Application Security Consulting

Strong Crypto helps organizations secure their Web applications, Web services, and other software applications. We tailor our consulting engagements according to our client’s needs, from the audit of a single application to broad support for initiating or improving a software or application security program.

We provide independent verification that the applications produced by an organization are secure. Our process identifies and ranks the security risks of the application so that an organization can focus their resources on the most serious issues first, in order to manage security spending effectively. This process also produces evidence that demonstrates the compliance of the application with specific security requirements.

Our consulting services support all business functions in software development, from Governance to Deployment. We perform activities such as creating an application security policy, defining security requirements, security testing, and hardening the deployment environment.

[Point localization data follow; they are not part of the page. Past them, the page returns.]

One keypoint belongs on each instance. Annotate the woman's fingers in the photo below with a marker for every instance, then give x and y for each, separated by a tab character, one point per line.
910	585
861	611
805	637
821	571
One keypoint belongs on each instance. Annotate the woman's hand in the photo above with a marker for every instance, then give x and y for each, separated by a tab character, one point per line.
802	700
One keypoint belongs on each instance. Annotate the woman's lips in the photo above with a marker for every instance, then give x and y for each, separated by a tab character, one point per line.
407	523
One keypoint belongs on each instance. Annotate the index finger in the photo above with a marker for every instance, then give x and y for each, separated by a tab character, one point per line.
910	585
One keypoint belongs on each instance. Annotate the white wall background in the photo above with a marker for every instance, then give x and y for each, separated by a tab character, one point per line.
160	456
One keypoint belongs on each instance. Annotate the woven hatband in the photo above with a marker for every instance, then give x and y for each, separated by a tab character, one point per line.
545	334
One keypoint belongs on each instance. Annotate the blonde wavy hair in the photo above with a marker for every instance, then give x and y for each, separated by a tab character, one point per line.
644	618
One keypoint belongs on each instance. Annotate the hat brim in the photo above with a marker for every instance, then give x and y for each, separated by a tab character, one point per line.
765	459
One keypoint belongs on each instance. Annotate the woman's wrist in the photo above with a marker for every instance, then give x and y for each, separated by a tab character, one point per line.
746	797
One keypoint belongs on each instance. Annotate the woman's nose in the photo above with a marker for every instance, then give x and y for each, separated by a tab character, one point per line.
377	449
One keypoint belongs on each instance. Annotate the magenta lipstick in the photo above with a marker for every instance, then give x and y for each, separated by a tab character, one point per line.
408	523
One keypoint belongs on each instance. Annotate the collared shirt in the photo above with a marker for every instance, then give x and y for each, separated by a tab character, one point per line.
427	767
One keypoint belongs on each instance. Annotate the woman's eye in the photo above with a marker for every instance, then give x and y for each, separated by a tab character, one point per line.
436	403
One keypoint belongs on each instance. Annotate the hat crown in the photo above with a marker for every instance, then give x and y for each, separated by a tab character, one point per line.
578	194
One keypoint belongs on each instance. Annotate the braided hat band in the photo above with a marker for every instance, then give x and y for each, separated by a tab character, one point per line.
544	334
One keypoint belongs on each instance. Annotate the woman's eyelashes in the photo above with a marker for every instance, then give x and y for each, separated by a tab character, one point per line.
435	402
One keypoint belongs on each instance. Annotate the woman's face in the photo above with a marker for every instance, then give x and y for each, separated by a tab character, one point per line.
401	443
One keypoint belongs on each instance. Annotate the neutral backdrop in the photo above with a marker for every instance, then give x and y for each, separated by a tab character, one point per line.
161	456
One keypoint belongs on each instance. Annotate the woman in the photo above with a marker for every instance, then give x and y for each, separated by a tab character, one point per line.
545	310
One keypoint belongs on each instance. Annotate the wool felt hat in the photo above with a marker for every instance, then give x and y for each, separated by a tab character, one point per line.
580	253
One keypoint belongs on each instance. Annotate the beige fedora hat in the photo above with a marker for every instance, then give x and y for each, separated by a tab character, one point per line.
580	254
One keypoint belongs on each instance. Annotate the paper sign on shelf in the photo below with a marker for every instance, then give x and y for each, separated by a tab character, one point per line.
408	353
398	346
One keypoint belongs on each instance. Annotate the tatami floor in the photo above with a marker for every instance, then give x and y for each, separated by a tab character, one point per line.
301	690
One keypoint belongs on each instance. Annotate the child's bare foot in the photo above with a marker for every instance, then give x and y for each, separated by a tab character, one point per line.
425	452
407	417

Some of our most requested services are the following:

Threat Modeling

Threat modeling is an activity that approaches the design of the software from an adversary’s perspective, which includes identifying the pathways that can be used to conduct an attack. The goal of threat modeling is to enumerate potential threats to an application and map each threat to a corresponding mitigation.

Code Review

Code review is the process of auditing the source code of an application to verify that the proper security controls are present, that they work as intended, and that they have been invoked in all the right places. Our comprehensive approach utilizes automated static analysis to ensure full code coverage and manual review for intensive inspection of security critical areas of the code.

Security Testing

Security testing measures the effectiveness of the application security controls by highlighting risks posed by actual exploitable vulnerabilities. Security testing should assess the security properties and behaviors of software as it interacts with external entities (human users, environment, other software) and as its own components interact with each other.